The MetroCard's usefulness isn't limited to the subways and buses. A Manhattan woman is turning the cards into art that's sold in galleries. NY1's Jose Martinez filed the following report.

For 8 million people each day, MetroCards are nothing more than a ticket to the city's sprawling transit system.

Nina Boesch sees them a different way.

"Initially, I was really just collecting them as souvenirs. I came from Germany and was thinking, 'I'm going to bring these home as gifts for my friends,'" she says. "But I realized I could put them to good use and make art with it."

The result? MetroCard art. Fantastic cityscapes, pictures of legendary athletes and entertainers, city landmarks.

She glues pieces of the cards to create intricate scenes and faces of the city. There are portraits of fire hydrants, bridges and transit maps.
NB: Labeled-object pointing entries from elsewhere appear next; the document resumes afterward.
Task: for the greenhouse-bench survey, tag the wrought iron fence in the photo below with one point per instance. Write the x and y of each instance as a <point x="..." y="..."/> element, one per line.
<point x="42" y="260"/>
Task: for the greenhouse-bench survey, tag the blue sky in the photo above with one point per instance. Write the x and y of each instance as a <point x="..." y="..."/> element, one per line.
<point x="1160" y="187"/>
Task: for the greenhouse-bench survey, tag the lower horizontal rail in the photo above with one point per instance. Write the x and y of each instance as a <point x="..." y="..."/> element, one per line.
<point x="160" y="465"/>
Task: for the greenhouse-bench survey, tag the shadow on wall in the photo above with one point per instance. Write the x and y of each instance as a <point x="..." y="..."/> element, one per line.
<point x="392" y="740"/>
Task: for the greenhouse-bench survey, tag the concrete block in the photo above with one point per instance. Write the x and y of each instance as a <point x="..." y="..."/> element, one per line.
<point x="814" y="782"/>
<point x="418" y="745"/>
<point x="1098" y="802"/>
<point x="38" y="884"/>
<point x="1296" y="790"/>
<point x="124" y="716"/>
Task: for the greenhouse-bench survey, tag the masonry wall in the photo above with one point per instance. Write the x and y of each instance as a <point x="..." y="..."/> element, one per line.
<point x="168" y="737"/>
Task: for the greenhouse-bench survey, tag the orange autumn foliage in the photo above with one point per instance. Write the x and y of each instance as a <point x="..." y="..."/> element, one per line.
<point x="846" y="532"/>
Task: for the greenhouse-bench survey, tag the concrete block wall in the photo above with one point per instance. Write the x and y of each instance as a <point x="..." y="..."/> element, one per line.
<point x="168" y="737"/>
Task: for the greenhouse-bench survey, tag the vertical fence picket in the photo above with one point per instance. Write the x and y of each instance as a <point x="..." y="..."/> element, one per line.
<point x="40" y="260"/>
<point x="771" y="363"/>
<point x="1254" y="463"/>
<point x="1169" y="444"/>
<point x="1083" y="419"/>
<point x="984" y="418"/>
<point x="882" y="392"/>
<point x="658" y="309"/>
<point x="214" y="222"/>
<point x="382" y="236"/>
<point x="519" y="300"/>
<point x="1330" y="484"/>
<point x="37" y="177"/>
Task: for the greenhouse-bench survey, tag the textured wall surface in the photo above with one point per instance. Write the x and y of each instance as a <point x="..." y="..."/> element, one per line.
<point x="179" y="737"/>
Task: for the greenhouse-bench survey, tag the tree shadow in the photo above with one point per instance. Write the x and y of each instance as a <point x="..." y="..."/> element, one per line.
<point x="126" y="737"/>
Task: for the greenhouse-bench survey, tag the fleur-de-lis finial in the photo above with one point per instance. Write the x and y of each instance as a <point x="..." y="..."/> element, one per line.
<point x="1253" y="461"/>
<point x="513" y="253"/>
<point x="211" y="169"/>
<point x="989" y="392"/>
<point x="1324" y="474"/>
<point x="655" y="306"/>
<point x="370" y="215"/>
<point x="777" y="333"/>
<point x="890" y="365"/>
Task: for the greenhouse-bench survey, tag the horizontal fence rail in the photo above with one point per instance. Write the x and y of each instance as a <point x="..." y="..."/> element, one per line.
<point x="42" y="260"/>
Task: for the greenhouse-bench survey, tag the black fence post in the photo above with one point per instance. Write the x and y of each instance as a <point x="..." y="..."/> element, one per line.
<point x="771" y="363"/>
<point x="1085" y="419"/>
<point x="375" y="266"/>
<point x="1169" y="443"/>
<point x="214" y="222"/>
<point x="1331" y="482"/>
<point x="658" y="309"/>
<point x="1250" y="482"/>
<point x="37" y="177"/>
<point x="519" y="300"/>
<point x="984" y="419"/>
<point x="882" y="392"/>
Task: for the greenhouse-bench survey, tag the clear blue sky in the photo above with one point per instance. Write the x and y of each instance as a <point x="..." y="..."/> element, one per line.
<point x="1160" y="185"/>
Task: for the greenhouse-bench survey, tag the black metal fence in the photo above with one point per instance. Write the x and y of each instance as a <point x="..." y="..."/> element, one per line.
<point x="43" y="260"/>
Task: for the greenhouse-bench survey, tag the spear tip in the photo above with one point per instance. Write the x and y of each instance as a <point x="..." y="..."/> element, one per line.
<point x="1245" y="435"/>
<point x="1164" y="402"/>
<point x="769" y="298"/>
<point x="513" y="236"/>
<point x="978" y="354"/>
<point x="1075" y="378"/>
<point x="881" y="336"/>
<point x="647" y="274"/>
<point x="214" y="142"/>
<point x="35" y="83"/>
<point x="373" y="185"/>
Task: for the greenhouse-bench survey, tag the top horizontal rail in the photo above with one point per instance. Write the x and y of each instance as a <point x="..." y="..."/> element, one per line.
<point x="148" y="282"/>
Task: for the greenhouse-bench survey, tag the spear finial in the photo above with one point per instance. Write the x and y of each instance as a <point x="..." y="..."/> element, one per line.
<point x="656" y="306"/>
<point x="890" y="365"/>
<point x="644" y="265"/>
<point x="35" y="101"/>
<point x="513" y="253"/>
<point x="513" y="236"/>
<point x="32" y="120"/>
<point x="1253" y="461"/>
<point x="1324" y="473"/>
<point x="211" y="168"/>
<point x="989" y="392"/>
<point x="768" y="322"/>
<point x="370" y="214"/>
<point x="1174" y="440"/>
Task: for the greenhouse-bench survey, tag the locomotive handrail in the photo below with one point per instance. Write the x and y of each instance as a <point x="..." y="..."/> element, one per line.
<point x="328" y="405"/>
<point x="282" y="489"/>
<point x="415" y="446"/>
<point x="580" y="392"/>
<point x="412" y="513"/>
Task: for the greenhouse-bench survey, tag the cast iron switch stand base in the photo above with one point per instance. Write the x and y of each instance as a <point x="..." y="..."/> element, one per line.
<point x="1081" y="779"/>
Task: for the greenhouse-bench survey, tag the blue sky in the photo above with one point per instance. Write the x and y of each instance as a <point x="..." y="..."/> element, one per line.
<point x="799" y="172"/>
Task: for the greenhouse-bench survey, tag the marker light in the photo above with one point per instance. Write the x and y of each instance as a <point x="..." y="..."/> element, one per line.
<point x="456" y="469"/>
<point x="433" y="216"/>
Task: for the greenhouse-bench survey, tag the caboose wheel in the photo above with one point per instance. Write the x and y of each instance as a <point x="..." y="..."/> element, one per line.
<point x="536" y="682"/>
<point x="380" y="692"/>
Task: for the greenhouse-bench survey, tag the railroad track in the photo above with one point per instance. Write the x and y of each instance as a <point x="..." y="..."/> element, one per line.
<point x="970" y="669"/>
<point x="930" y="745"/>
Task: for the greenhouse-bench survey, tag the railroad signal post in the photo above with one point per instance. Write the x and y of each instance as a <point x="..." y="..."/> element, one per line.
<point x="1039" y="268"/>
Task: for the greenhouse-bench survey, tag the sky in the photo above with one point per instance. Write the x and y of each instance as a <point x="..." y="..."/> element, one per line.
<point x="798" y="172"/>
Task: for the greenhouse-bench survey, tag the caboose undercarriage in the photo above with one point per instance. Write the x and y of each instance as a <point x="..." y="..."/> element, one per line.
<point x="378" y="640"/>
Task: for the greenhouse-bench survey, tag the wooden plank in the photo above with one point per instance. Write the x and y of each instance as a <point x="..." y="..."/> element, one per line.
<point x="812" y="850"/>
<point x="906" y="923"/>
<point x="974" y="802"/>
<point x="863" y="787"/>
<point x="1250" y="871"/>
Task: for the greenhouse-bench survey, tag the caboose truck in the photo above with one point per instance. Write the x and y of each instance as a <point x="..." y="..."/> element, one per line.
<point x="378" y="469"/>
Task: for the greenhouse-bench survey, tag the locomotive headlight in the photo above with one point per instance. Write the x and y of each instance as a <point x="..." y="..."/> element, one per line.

Look closely, and you can see the text on the cards transformed into subway lines.

"Sometimes, I do use smaller scissors just to get the details. And sometimes I need to cut out type. So individual letters, I usually use, like, little nail scissors," she says.

Some of her work is currently displayed at the Elena Ab Gallery. An image of the Brooklyn Bridge is priced at $450. A skyline piece can be yours for $3,700. That's a lot of subway rides.  

The gallery's owner, Elena Ab, says her clients are fascinated by Boesch's works.

"It's very New York," Ab says. "Almost every person that's been through New York at some point is in the subways. It's the creativity of thinking, of taking this medium and create a mosaic. To me, it's just brilliant."

Great art is timeless. The MetroCard, however, is not. The MTA is set to start phasing out the MetroCard by 2020. Boesch, though, says she's not the least bit concerned that she'll ever run out of art supplies.

Boesch acknowledges that obtaining MetroCards has gotten much tougher since 2013, when the MTA added a $1 new card fee to each MetroCard purchase, encouraging riders to re-use their cards rather than toss them away. But she's not worried about that, either.

"I collected so many MetroCards over time," she says. "And thankfully, I have all my friends and my colleagues. Everybody collects MetroCards for me."